Lateral Hiring on the Rise Again After Two Years of Decline

NALP Bulletin, April 2011

After 2009, a year in which many law firms did no lateral hiring, lateral hiring rebounded by 38% in 2010. That is the overall finding of NALP's 2010 "Survey of Legal Employers on Fall Recruiting and Associate Deferrals," which requested information on lateral hiring in 2009 and 2010. The results shown in the table accompanying this article are based on reports from 284 law offices that reported at least one lateral hire in one of the two years. The table includes cities with at least five offices reporting office-specific information and collectively reporting at least 20 lateral hires in 2010.

  • Overall, based on aggregate hiring of not quite 2,300 lateral lawyers in 2010, the volume of hiring was up by 38% compared with 2009, with a median of 4 and an average of 8 lateral hires. Most of the increase, however, is attributable to lateral associate hiring, which was up by 61%. In contrast, the volume of lateral partner hiring increased by just over 8%. As it has in the past, the volume of lateral associate hiring outstrips that of lateral partner hiring. In 2010, lateral associates accounted for two-thirds of the lateral hiring reported.

  • As the table shows, however, changes in aggregate hiring, and the level of hiring, measured by either the median or average number of hires, varied considerably by firm size and geography. For example, for firms reporting their lateral hiring on a firm-wide basis (in the section of the table labeled "Firm-wide Reports"), lateral hiring as measured by medians was strongest in the Midwest, at 9.5, but the aggregate increase was greatest in the West/Rocky Mountain region. (Regional figures in this section of the table reflect firms reporting firm-wide information but whose offices are wholly or predominantly in one region.)
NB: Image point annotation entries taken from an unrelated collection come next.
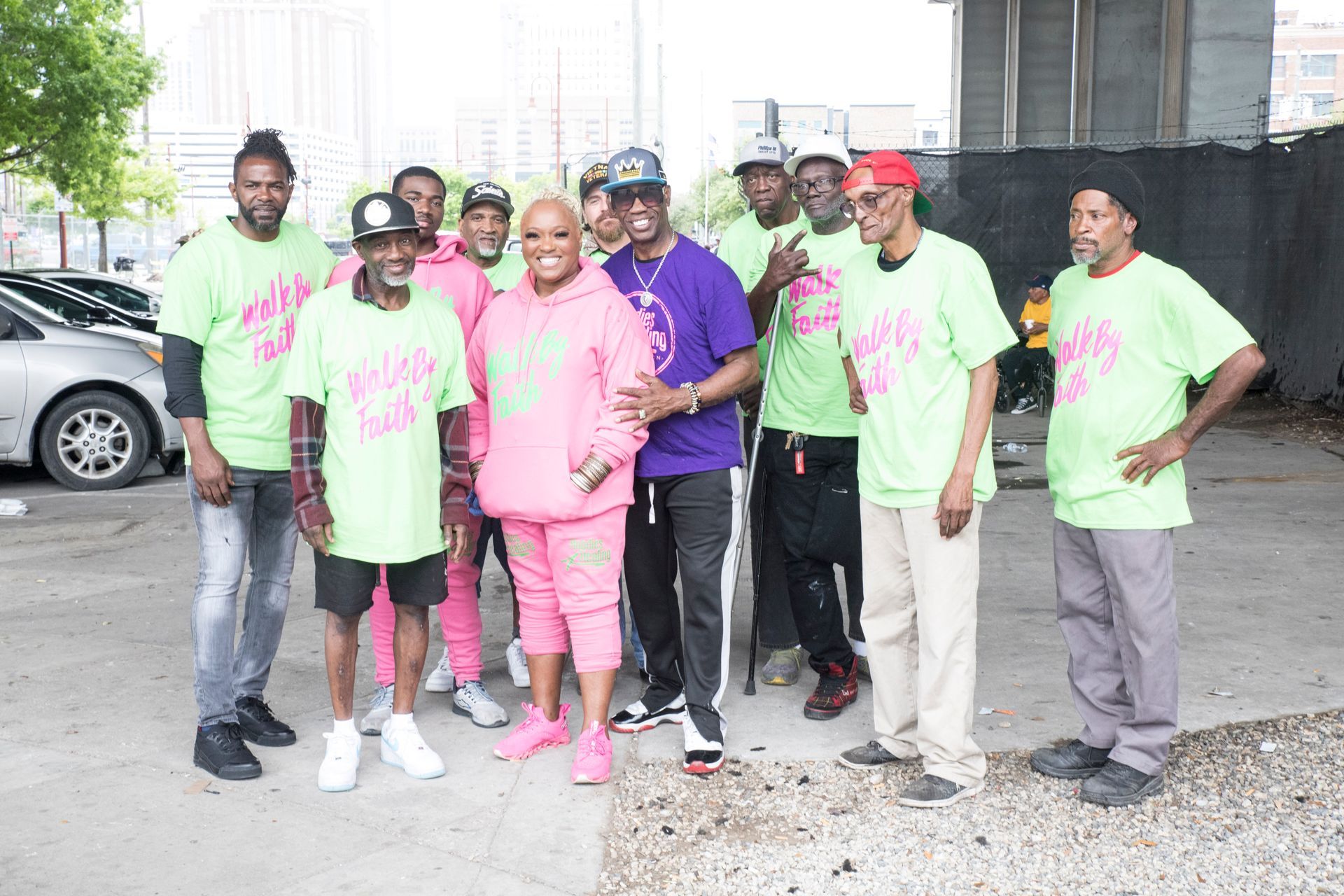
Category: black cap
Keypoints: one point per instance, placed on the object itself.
(634, 167)
(592, 179)
(381, 213)
(487, 191)
(1116, 179)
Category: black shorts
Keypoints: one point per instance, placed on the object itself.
(346, 586)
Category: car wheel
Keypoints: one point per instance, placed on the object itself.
(94, 441)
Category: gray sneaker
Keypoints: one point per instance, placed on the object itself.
(932, 792)
(379, 711)
(870, 755)
(783, 668)
(475, 701)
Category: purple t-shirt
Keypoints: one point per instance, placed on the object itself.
(696, 315)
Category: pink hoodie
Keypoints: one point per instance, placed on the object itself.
(445, 273)
(546, 372)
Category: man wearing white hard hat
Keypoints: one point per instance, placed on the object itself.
(811, 440)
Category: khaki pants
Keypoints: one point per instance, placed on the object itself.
(920, 615)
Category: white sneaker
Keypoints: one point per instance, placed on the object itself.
(406, 750)
(518, 664)
(441, 680)
(473, 700)
(339, 764)
(379, 711)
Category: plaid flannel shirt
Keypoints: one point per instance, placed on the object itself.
(308, 438)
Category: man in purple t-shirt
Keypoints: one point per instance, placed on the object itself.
(689, 477)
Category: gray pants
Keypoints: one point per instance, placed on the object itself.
(258, 526)
(1119, 615)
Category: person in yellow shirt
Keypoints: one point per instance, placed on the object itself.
(1022, 362)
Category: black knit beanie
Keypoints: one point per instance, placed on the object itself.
(1116, 179)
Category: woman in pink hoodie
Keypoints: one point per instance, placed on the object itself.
(441, 267)
(553, 463)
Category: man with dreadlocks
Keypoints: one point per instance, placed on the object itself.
(229, 307)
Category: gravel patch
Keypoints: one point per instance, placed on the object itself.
(1233, 820)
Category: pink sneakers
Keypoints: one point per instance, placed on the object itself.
(537, 732)
(593, 761)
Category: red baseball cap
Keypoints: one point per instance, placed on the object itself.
(886, 167)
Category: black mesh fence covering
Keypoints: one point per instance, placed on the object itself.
(1261, 229)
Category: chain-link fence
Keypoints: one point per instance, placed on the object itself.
(1260, 227)
(34, 241)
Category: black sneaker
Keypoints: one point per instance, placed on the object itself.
(1072, 761)
(1120, 785)
(638, 718)
(870, 755)
(260, 726)
(222, 752)
(932, 792)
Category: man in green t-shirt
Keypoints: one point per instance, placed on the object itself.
(227, 321)
(484, 223)
(1126, 335)
(378, 435)
(604, 229)
(811, 438)
(920, 328)
(765, 184)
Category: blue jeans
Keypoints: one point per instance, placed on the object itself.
(258, 526)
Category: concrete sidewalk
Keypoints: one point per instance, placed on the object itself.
(97, 726)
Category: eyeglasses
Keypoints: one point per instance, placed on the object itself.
(869, 203)
(648, 194)
(822, 184)
(773, 178)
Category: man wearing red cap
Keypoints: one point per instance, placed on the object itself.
(920, 333)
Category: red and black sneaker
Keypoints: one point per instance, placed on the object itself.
(836, 690)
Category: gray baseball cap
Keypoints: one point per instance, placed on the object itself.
(762, 150)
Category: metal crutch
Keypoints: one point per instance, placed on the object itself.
(746, 503)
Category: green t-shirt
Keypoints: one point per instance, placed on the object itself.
(384, 378)
(914, 335)
(808, 388)
(238, 298)
(1124, 347)
(505, 273)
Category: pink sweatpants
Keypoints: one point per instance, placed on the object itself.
(569, 586)
(460, 615)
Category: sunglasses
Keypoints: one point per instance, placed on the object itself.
(648, 194)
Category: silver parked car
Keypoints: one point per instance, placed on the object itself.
(88, 399)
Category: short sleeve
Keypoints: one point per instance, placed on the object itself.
(727, 320)
(190, 301)
(304, 375)
(1202, 333)
(977, 326)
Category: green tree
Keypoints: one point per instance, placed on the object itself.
(726, 204)
(70, 83)
(131, 187)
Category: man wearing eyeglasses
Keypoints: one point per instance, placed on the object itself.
(765, 184)
(689, 477)
(811, 440)
(921, 328)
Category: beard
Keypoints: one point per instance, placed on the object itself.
(262, 227)
(1086, 257)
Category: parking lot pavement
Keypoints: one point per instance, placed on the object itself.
(97, 726)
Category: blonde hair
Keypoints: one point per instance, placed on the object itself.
(553, 194)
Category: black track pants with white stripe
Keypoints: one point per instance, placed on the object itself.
(685, 526)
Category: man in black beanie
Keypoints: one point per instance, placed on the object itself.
(1126, 335)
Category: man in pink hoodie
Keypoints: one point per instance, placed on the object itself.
(442, 269)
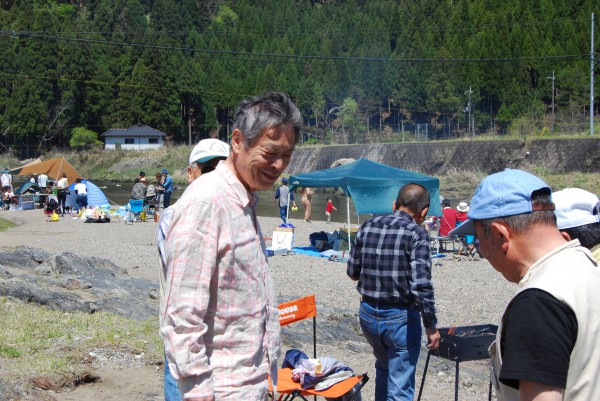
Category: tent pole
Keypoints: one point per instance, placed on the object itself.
(349, 231)
(287, 208)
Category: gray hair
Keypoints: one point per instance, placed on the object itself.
(254, 115)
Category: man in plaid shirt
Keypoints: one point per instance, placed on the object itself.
(391, 260)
  • Among offices reporting activity for a single office, offices averaged 1 or 2 lateral partner hires and 3 or 4 lateral associate hires, figures which varied somewhat, but not a great deal, by overall size of the firm.

  • On a regional basis, the level of lateral hiring was highest in the Northeast, with a median of 5 and an average of 7.5 lateral hires in 2010, and lowest in the Southeast. In terms of aggregate volumes, however, the increase was greatest by far for offices in the West/Rocky Mountain region, where volume was up by 168%. Hefty increases also occurred in each of the four markets listed in this region. Not all areas saw such growth, and in a few areas - Minneapolis, Washington, DC, and the Mid-Atlantic region as a whole - the volume of lateral partner hiring decreased. The overall volume of lateral hiring was nearly flat in Washington, DC. Atlanta and Houston contrast notably with the Southeast region as a whole, both in terms of the level of hiring, averaging about 6 per office, compared with 3 for the region as a whole, and changes in aggregate volume.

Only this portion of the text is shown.